Since around the turn of the century, the European Council and the European Commission have vigorously promoted the message that universities must enhance graduate employability through the articulation of curricula to labour market needs, through career guidance or through closer cooperation with employers. The Bologna Process, too, upheld employability as a central objective of its reforms and underlined that qualifications should be relevant for the economy. Yet, how are we to understand graduate employability? And who is responsible for it?
We can look at employability from two contrasting angles. If it is a personal ability determined by an individual’s knowledge, skills and proactive disposition – as we are often made to believe – then employability is merely the result of individual endeavour. Put shortly, we are as employable as we have striven to be. Success or failure is a consequence of our own actions. On the other hand, if we accept that our environment and personal circumstances condition our success or failure, we might feel less burdened by the weight of our (un)employability. Admittedly, gender, age and race often continue to be impediments to getting a job. Then, a graduate’s ability of finding employment is, in turn, conditioned by their geographical location and the state of the labour market. The economic crisis which has plagued southern European countries is more than sufficient evidence for it. For a German graduate, his or her chances of getting a job have increased in the past seven years. There, the employment rate of recent graduates went up from 86.5% in 2008 to 90% in 2014. But for Spanish graduates, the contrary is true: their chances of getting a job have plummeted dramatically. While 82.1% of recent graduates were in employment in 2008, only 65.1% were lucky to have a job in 2014, and many of them with precarious employment conditions.
Is this because Spanish graduates try less hard, are less proactive or have less knowledge and skills? Most likely not. Or is it because Spanish universities should be doing more to make their students employable? This may be part of the problem, but even if they were to do more, employment rates in Spain would be unlikely to change considerably. No matter how eager students are to make themselves employable and no matter how receptive higher education institutions are to labour market needs, ultimately what greatly influences one’s ability of getting a job is the state of the economy and the labour market’s capacity to absorb graduates.

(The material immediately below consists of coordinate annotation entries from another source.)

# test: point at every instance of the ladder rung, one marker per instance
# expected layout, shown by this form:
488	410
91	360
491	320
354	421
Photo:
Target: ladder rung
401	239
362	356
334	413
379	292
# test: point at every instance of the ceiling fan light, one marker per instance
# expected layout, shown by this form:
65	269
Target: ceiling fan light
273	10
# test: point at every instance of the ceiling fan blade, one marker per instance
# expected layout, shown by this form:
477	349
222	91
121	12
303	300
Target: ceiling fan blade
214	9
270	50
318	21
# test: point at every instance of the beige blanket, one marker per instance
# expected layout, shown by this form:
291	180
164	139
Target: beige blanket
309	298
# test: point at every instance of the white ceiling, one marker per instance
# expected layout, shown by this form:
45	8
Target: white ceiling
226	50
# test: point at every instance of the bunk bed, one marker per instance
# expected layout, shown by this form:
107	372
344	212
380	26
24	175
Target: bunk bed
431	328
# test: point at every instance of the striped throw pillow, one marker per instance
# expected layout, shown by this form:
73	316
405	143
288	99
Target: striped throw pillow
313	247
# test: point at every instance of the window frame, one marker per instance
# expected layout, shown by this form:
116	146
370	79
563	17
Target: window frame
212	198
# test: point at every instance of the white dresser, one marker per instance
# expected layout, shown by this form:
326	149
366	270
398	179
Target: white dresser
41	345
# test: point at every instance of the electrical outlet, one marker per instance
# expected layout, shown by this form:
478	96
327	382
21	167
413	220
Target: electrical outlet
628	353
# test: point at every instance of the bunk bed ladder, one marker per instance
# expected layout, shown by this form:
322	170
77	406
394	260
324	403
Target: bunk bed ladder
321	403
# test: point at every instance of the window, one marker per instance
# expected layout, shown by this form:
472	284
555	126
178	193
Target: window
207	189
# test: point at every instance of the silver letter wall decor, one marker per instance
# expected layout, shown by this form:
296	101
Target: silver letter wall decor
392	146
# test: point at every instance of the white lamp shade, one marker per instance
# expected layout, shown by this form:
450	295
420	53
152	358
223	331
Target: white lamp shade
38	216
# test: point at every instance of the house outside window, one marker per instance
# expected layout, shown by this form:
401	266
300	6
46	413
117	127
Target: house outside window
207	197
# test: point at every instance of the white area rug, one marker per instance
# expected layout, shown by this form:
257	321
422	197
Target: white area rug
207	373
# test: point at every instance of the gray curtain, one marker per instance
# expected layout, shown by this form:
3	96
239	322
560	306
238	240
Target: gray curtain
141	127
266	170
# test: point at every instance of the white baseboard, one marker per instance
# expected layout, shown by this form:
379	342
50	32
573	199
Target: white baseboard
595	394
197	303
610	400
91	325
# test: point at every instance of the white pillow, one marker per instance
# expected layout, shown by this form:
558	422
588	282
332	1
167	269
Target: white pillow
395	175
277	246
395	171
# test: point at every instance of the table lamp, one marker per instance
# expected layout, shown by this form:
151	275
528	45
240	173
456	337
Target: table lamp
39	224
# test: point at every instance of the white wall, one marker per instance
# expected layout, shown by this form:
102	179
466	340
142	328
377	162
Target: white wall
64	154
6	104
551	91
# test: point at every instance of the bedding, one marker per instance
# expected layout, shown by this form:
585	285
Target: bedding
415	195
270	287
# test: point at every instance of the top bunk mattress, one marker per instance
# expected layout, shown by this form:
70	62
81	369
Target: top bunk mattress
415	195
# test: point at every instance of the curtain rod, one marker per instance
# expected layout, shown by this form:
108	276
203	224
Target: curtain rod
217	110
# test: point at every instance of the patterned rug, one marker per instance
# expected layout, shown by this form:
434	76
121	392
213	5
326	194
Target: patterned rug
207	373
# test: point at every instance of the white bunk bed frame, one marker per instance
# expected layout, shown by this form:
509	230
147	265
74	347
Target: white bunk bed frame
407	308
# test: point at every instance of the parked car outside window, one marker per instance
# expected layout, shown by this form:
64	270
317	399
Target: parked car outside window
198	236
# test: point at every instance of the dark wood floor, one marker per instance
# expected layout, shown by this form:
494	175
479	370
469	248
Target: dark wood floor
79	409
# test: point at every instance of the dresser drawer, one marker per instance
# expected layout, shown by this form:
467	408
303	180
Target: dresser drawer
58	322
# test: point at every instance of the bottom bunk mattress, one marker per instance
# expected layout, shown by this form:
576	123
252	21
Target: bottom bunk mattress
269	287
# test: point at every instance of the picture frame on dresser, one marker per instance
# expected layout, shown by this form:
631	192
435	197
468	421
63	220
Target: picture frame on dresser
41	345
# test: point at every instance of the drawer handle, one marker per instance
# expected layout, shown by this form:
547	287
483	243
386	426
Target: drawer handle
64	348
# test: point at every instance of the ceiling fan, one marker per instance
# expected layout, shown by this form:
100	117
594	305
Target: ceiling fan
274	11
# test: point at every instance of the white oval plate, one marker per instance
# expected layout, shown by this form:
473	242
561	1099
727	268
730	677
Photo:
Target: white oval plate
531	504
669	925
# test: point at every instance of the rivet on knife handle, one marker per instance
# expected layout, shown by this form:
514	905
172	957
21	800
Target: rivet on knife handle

Set against this perspective, employability becomes more complex than the simplistic political messages want to make us believe: that is, that higher education holds the key to graduates’ employability, if only universities were to listen more to employers and became more sensitive to their needs. When the greater economic context is taken into consideration – highly pertinent during the present economic crisis – putting the onus on higher education appears rather misplaced. So coming back to the initial question, is it at all sensible to hold universities responsible for employability? This is food for thought for policy-makers. And we haven’t even touched upon the controversial topic of the purposes of higher education and how far providing skills for the workforce is consistent with traditionally cherished purposes such as personal enlightenment and emancipation.